Mary Gambell died on 25th July 1873, aged 62 years, at the home of her son, John, at Roadside Creek, Gundaroo. William lived to be 91 years of age and died on 8th July 1891 at Woodfield, Sutton Road, Gundaroo. Upon his death, the following obituary appeared in the Goulburn Evening Penny Post:
Mr. William Gambell, of Doughboy Creek, died last Wednesday at the ripe old age of 91 years. He was, I think, the oldest resident in the Gundaroo district, having resided there for upwards of 50 years. Much regret is expressed at his death, he being universally liked both for his integrity and uprightness and his other personal good qualities. He belonged to the Wesleyan Church, and years ago used to walk into Queanbeyan, a distance of twenty miles, to attend the religious services held there, before there were any services held at Gundaroo.
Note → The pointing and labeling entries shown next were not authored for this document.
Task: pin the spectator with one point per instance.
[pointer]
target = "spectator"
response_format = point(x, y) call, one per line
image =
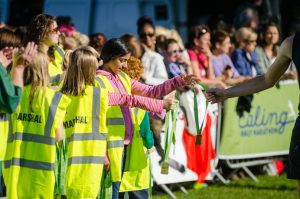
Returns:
point(244, 57)
point(268, 46)
point(200, 55)
point(97, 41)
point(223, 66)
point(154, 68)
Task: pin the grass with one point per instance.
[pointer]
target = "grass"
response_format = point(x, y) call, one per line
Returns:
point(268, 187)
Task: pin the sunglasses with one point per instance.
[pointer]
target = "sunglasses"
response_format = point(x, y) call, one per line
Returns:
point(55, 30)
point(144, 35)
point(176, 51)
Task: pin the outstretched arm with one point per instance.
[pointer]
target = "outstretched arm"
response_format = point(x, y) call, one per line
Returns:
point(258, 83)
point(149, 104)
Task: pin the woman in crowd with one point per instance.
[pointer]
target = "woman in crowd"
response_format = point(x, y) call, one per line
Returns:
point(244, 57)
point(200, 55)
point(223, 66)
point(43, 30)
point(154, 68)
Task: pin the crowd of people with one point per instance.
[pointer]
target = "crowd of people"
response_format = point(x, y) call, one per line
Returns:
point(78, 113)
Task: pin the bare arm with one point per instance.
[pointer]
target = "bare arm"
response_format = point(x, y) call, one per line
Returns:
point(258, 83)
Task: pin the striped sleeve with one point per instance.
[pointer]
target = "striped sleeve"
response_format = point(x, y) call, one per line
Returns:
point(149, 104)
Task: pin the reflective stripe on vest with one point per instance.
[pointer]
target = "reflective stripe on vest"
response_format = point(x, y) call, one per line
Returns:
point(94, 135)
point(51, 113)
point(86, 143)
point(115, 121)
point(28, 164)
point(87, 136)
point(30, 137)
point(86, 160)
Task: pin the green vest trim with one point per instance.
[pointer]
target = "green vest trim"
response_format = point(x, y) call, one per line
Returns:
point(96, 109)
point(29, 164)
point(98, 79)
point(51, 113)
point(86, 160)
point(29, 137)
point(115, 143)
point(3, 117)
point(115, 121)
point(60, 51)
point(55, 79)
point(87, 136)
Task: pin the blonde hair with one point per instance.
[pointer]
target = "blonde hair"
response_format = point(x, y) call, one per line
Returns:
point(81, 71)
point(245, 34)
point(134, 68)
point(36, 75)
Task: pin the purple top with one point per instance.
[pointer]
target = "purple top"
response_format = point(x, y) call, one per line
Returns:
point(220, 62)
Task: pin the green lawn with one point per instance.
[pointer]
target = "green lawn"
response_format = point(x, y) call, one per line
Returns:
point(273, 187)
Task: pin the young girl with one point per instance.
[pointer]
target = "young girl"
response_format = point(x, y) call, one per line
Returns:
point(115, 54)
point(36, 127)
point(85, 122)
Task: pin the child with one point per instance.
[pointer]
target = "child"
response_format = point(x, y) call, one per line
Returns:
point(85, 122)
point(36, 127)
point(115, 55)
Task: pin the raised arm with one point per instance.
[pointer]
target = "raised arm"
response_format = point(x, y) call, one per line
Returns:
point(149, 104)
point(258, 83)
point(163, 89)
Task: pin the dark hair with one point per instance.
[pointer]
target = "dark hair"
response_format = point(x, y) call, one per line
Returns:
point(168, 42)
point(9, 38)
point(134, 45)
point(114, 48)
point(38, 27)
point(263, 30)
point(97, 43)
point(142, 21)
point(196, 32)
point(218, 37)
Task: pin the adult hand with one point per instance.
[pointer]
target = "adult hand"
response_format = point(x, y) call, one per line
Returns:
point(215, 95)
point(191, 80)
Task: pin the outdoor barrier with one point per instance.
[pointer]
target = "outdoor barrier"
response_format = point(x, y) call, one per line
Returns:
point(266, 130)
In 1885 William had 60 acres of land, with 5 horses, 2 cattle, 140 sheep and 3 pigs on his land. The Gambell property is still standing, approximately 10 miles from Queanbeyan on the Sutton Road, and was sold early this century. William's closest neighbours were Richard Jarvis and his family on whom the A.B. "Banjo" Paterson poem The Gundaroo Bullock is based.